Description
Problem to Solve
Suppose there is some (any) kind of issue affecting the server, or the connection to it. In a recent incident we had a TypeDB Cloud cluster node that was not responding to the user_token
GRPC request. This meant that TypeDB.cloudDriver
(using, in our case, either the Java driver or Rust driver) would hang indefinitely, rather than throwing an error.
Proposed Solution
The most obvious solution would be to add a timeout to GRPC calls in the Rust driver.
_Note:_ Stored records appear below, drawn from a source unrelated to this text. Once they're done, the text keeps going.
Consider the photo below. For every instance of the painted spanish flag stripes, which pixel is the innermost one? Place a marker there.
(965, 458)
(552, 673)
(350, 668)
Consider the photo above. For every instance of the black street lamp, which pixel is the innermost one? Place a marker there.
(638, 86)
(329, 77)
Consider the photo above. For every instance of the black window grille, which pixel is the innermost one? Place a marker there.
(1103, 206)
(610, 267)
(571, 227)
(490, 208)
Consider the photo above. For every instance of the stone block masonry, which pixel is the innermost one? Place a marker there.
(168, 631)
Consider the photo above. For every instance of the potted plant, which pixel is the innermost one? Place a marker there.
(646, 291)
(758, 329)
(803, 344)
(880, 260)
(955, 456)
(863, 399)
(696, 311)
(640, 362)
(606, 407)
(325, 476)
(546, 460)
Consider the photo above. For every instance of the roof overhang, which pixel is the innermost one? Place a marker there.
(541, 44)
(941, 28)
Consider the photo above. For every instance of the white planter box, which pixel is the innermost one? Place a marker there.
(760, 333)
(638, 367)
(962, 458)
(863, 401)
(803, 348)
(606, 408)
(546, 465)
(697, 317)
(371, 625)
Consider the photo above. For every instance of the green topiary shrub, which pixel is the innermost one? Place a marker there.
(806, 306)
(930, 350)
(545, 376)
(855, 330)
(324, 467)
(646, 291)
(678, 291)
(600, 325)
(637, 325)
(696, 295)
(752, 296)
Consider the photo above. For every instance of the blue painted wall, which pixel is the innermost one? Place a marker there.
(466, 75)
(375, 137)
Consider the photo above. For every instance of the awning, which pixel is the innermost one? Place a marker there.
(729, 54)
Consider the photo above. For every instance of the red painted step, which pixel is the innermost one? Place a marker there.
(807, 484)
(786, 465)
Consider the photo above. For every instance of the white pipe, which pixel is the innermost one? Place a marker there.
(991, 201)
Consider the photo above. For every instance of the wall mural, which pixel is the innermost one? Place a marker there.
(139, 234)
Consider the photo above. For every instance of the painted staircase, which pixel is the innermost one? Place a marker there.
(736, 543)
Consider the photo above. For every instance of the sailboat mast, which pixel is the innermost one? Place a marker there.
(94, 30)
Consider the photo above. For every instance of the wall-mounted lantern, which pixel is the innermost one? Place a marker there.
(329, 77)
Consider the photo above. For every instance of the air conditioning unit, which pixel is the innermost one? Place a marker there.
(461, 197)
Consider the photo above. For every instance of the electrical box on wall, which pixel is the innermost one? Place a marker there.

This would need to be done with care, as long-running queries are legitimate.
Additional Information
We ran the following test...
let connection = Connection::new_cloud_with_translation(
[
("address1", "localhost:1729"),
("address2", "localhost:1730"),
("address3", "localhost:1731"),
]
.into(),
Credential::without_tls("username", "password")
)
.unwrap();
... with the following modifications to our source code (println
statements)
/* connection/network/transmitter/rpc.rs */
pub(in crate::connection) fn start_cloud(
address: Address,
credential: Credential,
runtime: &BackgroundRuntime,
) -> Result<Self> {
println!("{}", address.clone().to_string());
let (request_sink, request_source) = unbounded_async();
let (shutdown_sink, shutdown_source) = unbounded_async();
runtime.run_blocking(async move {
println!("a");
let (channel, call_credentials) = open_callcred_channel(address, credential)?;
println!("b");
let rpc = RPCStub::new(channel, Some(call_credentials)).await;
println!("c");
tokio::spawn(Self::dispatcher_loop(rpc, request_source, shutdown_source));
Ok::<(), Error>(())
})?;
Ok(Self { request_sink, shutdown_sink })
}
/* connection/network/stub.rs */
pub(super) async fn new(channel: Channel, call_credentials: Option<Arc<CallCredentials>>) -> Self {
println!("d");
let mut this = Self { grpc: GRPC::new(channel), call_credentials };
println!("e");
if let Err(err) = this.renew_token().await {
warn!("{err:?}");
}
println!("f");
this
}
async fn renew_token(&mut self) -> Result {
if let Some(call_credentials) = &self.call_credentials {
trace!("renewing token...");
println!("g");
call_credentials.reset_token();
let req = user::token::Req { username: call_credentials.username().to_owned() };
trace!("sending token request...");
println!("h");
let token = self.grpc.user_token(req).await?.into_inner().token;
println!("i");
call_credentials.set_token(token);
trace!("renewed token");
println!("j");
}
Ok(())
}
This produced the following output ...
running 1 test
localhost:1730
a
b
d
e
g
h
test integration::network::address_translation has been running for over 60 seconds
This indicates that it hung at self.grpc.user_token(req).await
in renew_token
.
Naturally, you'd need a broken server to actually reproduce the issue; we hypothesise that it stops responding when there are too many concurrent connections to it.
Putting the server on a breakpoint might also work.